Он откровенно, немного иронично рассмеялся над самим собой. Этот взрыв смеха меня порадовал. Он произвел свой первый эффект — немного исправил мое плохое настроение. Его спонтанный хохот, да к тому же направленный в свой адрес, сократил огромную дистанцию, существовавшую между ними, — таков был его дальнейший эффект. Смех нас сблизил, он как будто протянул мостик, по которому я начал переходить на сторону Ипполита Моры. Как случается в таких исключительных случаях, мне захотелось что-то сделать, предпринять что-нибудь, совершить действие, которое бы нас связало… Он осмотрелся: его окружала чуждая обстановка в восточном стиле, слишком большая комната для двоих. Почему бы не потанцевать с Морой, как это сделала бы поэтесса? Он мог бы пригласить его, зажать его бедром, или писатель бы его зажал… Он поискал взглядом, но не нашел ничего похожего на проигрыватель. Его желание стало отчетливее: покинуть заточение этой комнаты, экран оконного проема, в котором постепенно гасли лучи солнца, пройтись по городу освобожденным, пуститься гулять по улицам…
Но это было всего лишь желание, фантасмагорическое желание, он остался сидеть на своем месте, Мора на своем, но он почувствовал себя свободнее и спросил Мору, как тот оценивает его статью. Минуту романист молчал.
— Буду с вами откровенен: она такая же, как и все прочие, за исключением той мысли, о которой я уже упомянул. В вашей оценке нет ничего нового, за исключением поистине прекрасного языка.
— То есть я красиво повторяю все то, что уже было сказано другими.
— Я имею в виду, — подчеркнул писатель, продолжая мысль, — нейтральный голос, такой же, как предыдущие, по причине непонимания.
Мне не удалось скрыть свое неудовольствие. Когда я возразил, интонации моего голоса были гораздо экспрессивнее, чем подобает хорошо воспитанному или хотя бы вежливому человеку. Что это за непонимание?

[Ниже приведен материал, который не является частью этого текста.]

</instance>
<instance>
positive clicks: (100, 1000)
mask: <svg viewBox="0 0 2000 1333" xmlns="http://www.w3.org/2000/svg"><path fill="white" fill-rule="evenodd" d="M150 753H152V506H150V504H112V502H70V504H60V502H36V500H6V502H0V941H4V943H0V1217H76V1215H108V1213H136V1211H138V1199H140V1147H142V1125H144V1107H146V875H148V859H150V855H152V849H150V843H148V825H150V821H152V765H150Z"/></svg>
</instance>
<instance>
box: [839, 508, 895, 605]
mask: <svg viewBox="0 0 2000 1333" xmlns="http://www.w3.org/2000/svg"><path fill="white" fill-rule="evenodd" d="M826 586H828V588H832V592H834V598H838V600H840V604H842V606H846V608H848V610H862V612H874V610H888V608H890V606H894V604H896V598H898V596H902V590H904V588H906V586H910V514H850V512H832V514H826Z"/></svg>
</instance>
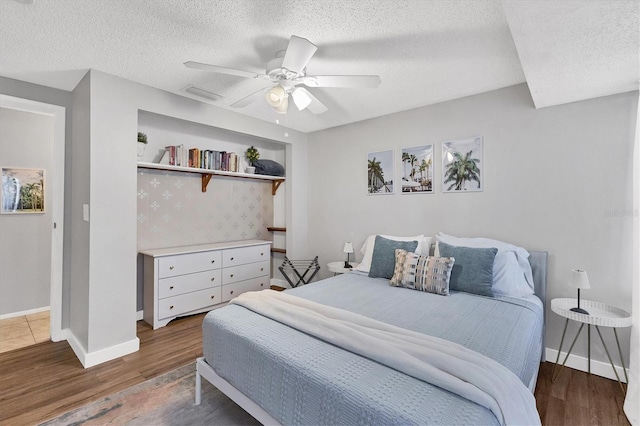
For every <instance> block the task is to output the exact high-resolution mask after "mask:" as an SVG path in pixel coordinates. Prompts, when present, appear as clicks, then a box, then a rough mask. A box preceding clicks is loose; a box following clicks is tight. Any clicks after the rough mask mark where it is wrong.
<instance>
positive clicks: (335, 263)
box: [327, 262, 359, 276]
mask: <svg viewBox="0 0 640 426" xmlns="http://www.w3.org/2000/svg"><path fill="white" fill-rule="evenodd" d="M349 265H351V268H345V267H344V262H330V263H327V268H329V271H330V272H333V275H334V276H335V275H337V274H346V273H347V272H351V270H353V269H354V268H356V267H357V266H358V265H359V263H355V262H350V263H349Z"/></svg>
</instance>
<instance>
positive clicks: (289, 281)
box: [278, 256, 320, 288]
mask: <svg viewBox="0 0 640 426" xmlns="http://www.w3.org/2000/svg"><path fill="white" fill-rule="evenodd" d="M278 269H279V270H280V272H282V275H284V278H285V279H286V280H287V281H288V282H289V284H290V285H291V287H292V288H293V287H297V286H298V285H300V283H302V284H308V283H309V282H311V280H312V279H313V277H315V276H316V274H317V273H318V271H319V270H320V264H318V256H316V257H314V258H313V260H291V259H289V258H288V257H287V256H285V257H284V260H283V261H282V265H280V266H279V267H278ZM308 274H311V275H310V276H309V277H308V278H307V275H308ZM290 275H293V276H294V277H293V278H294V279H296V280H297V281H296V282H295V284H294V283H293V281H292V280H291V278H290Z"/></svg>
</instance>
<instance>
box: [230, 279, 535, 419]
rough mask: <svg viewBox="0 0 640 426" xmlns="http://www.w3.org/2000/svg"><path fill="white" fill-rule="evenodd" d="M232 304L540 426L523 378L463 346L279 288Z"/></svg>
mask: <svg viewBox="0 0 640 426" xmlns="http://www.w3.org/2000/svg"><path fill="white" fill-rule="evenodd" d="M229 303H232V304H237V305H240V306H244V307H245V308H247V309H250V310H252V311H254V312H256V313H259V314H261V315H264V316H266V317H268V318H271V319H273V320H275V321H278V322H281V323H283V324H286V325H288V326H290V327H293V328H295V329H297V330H300V331H302V332H304V333H307V334H310V335H312V336H315V337H317V338H319V339H322V340H324V341H326V342H329V343H332V344H334V345H336V346H338V347H341V348H343V349H346V350H348V351H350V352H353V353H356V354H358V355H361V356H364V357H366V358H369V359H372V360H374V361H377V362H379V363H381V364H383V365H386V366H388V367H391V368H393V369H395V370H398V371H400V372H402V373H405V374H407V375H410V376H412V377H415V378H417V379H420V380H423V381H425V382H428V383H431V384H433V385H435V386H438V387H440V388H442V389H445V390H447V391H450V392H453V393H455V394H458V395H460V396H462V397H464V398H466V399H468V400H470V401H473V402H475V403H478V404H480V405H482V406H484V407H487V408H488V409H489V410H491V411H492V412H493V413H494V414H495V416H496V418H497V419H498V421H499V422H500V423H501V424H507V425H540V416H539V415H538V412H537V410H536V402H535V398H534V397H533V394H532V393H531V392H530V391H529V389H527V387H526V386H525V385H524V384H523V383H522V382H521V381H520V379H519V378H518V377H517V376H516V375H515V374H513V373H512V372H511V371H510V370H509V369H507V368H506V367H504V366H503V365H501V364H499V363H498V362H496V361H494V360H492V359H490V358H488V357H486V356H484V355H481V354H479V353H477V352H475V351H473V350H471V349H467V348H465V347H464V346H461V345H458V344H456V343H452V342H449V341H448V340H444V339H440V338H438V337H433V336H428V335H425V334H421V333H417V332H414V331H410V330H405V329H403V328H400V327H396V326H392V325H389V324H386V323H383V322H380V321H377V320H373V319H371V318H367V317H364V316H362V315H358V314H355V313H353V312H349V311H345V310H343V309H338V308H333V307H330V306H326V305H322V304H319V303H316V302H312V301H310V300H306V299H303V298H300V297H296V296H291V295H289V294H286V293H281V292H277V291H270V290H266V291H256V292H248V293H244V294H241V295H240V296H238V297H236V298H235V299H232V300H231V302H229Z"/></svg>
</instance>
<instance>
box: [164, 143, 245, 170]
mask: <svg viewBox="0 0 640 426" xmlns="http://www.w3.org/2000/svg"><path fill="white" fill-rule="evenodd" d="M160 164H168V165H170V166H181V167H194V168H197V169H207V170H221V171H225V172H238V171H240V158H239V157H238V154H236V153H235V152H227V151H215V150H212V149H204V150H201V149H199V148H191V149H187V148H185V147H184V145H170V146H166V147H165V152H164V154H163V155H162V158H161V159H160Z"/></svg>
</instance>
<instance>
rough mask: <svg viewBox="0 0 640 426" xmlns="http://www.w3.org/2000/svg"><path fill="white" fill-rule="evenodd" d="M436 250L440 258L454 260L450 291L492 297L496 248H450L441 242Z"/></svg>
mask: <svg viewBox="0 0 640 426" xmlns="http://www.w3.org/2000/svg"><path fill="white" fill-rule="evenodd" d="M438 248H439V250H440V256H442V257H453V258H455V259H456V261H455V263H454V265H453V269H452V270H451V278H450V280H449V288H450V289H451V290H457V291H465V292H467V293H474V294H479V295H481V296H489V297H493V292H492V291H491V285H492V284H493V261H494V259H495V257H496V253H497V252H498V249H497V248H493V247H492V248H471V247H461V246H452V245H449V244H445V243H443V242H442V241H439V242H438Z"/></svg>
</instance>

Это правда, что его новый роман, равно как и все прочие, оказывал довольно любопытное сопротивление критическому анализу, но он приложил максимум усилий, чтобы понять этот текст, исследуя его и размышляя над его возможным смыслом. Неужели Ипполит Мора был таким же неисправимым честолюбцем, как и многие другие авторы? Тем не менее, несмотря на свое возмущение, он чувствовал, что его статье не хватало свежести мысли, некоего ключа, которого ему не удалось отыскать, и только сам писатель мог подсказать, где этот ключ. Его слова, которые для меня прозвучали слегка презрительно, вызвали во мне ощущение зависимости, которое я всегда отторгал, как будто критика была лишь суррогатом, создавалась после завершения творения и находилась у него на службе. Создатель этого творения, бог земной, но не менее всезнающий, чем Бог небесный, находился передо мной в полноте всей своей власти, владелец эзотерического знания о своем творчестве, более точного и глубокого, чем мое знание.

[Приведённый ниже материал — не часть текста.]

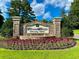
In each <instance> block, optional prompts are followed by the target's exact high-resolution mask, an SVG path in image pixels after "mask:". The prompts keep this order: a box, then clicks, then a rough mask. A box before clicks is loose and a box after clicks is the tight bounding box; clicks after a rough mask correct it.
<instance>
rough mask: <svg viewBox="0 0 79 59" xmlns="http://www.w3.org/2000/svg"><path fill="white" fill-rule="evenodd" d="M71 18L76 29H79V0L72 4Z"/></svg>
mask: <svg viewBox="0 0 79 59" xmlns="http://www.w3.org/2000/svg"><path fill="white" fill-rule="evenodd" d="M69 17H71V19H70V20H71V22H72V21H74V22H73V24H74V28H75V29H79V0H74V2H73V3H72V5H71V11H70V13H69Z"/></svg>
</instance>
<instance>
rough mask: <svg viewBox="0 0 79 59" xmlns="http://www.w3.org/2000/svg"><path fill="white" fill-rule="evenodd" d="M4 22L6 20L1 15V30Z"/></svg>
mask: <svg viewBox="0 0 79 59" xmlns="http://www.w3.org/2000/svg"><path fill="white" fill-rule="evenodd" d="M3 21H4V18H3V16H2V15H0V28H1V27H2V24H3V23H4V22H3Z"/></svg>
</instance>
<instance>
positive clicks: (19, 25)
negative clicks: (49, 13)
mask: <svg viewBox="0 0 79 59" xmlns="http://www.w3.org/2000/svg"><path fill="white" fill-rule="evenodd" d="M12 18H13V36H20V32H21V30H20V28H21V26H20V17H18V16H14V17H12ZM32 23H34V22H32ZM32 23H25V24H23V35H22V36H24V37H41V36H56V37H61V18H54V20H53V21H52V23H48V24H47V25H48V26H49V33H48V34H38V33H37V34H27V27H28V26H30V24H32ZM37 23H39V24H41V25H43V24H42V23H40V22H37ZM43 26H45V25H43ZM21 29H22V28H21Z"/></svg>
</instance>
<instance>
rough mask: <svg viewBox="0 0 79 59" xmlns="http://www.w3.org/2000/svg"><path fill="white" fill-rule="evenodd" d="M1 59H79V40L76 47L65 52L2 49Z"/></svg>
mask: <svg viewBox="0 0 79 59" xmlns="http://www.w3.org/2000/svg"><path fill="white" fill-rule="evenodd" d="M0 59H79V40H78V41H77V45H76V47H73V48H69V49H64V50H8V49H3V48H0Z"/></svg>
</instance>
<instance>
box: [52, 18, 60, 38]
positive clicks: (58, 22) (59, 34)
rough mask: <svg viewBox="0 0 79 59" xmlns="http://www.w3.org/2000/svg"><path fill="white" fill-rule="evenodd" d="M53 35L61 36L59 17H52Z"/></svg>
mask: <svg viewBox="0 0 79 59" xmlns="http://www.w3.org/2000/svg"><path fill="white" fill-rule="evenodd" d="M53 24H54V36H56V37H61V18H54V20H53Z"/></svg>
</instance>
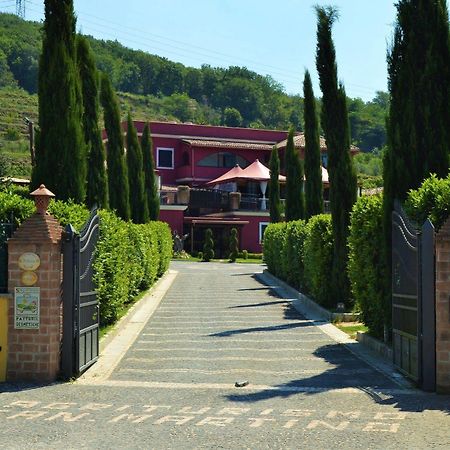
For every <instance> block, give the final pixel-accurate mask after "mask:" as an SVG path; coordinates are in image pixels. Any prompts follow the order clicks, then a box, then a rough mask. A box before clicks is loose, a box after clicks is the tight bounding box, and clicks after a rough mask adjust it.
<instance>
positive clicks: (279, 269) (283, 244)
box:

Мысль о том, что до сих пор его творчество никем не было понято, не представляла никакой ценности и совсем не утешала его. Он хотел понять и не собирался отказываться от своего страстного намерения. Разве не для этого он жил? Ипполит Мора вдруг начал заверять, что не хотел его задеть или обидеть. С горделивым видом я покачал головой. Его рука показалась из полутьмы и повисла, не дотянувшись до него, в знак примирения или просьбы. За этой рукой, написавшей столько драгоценных страниц, я наблюдал весь вечер. Металлический тон его голоса, изменив интонацию, стал глуше.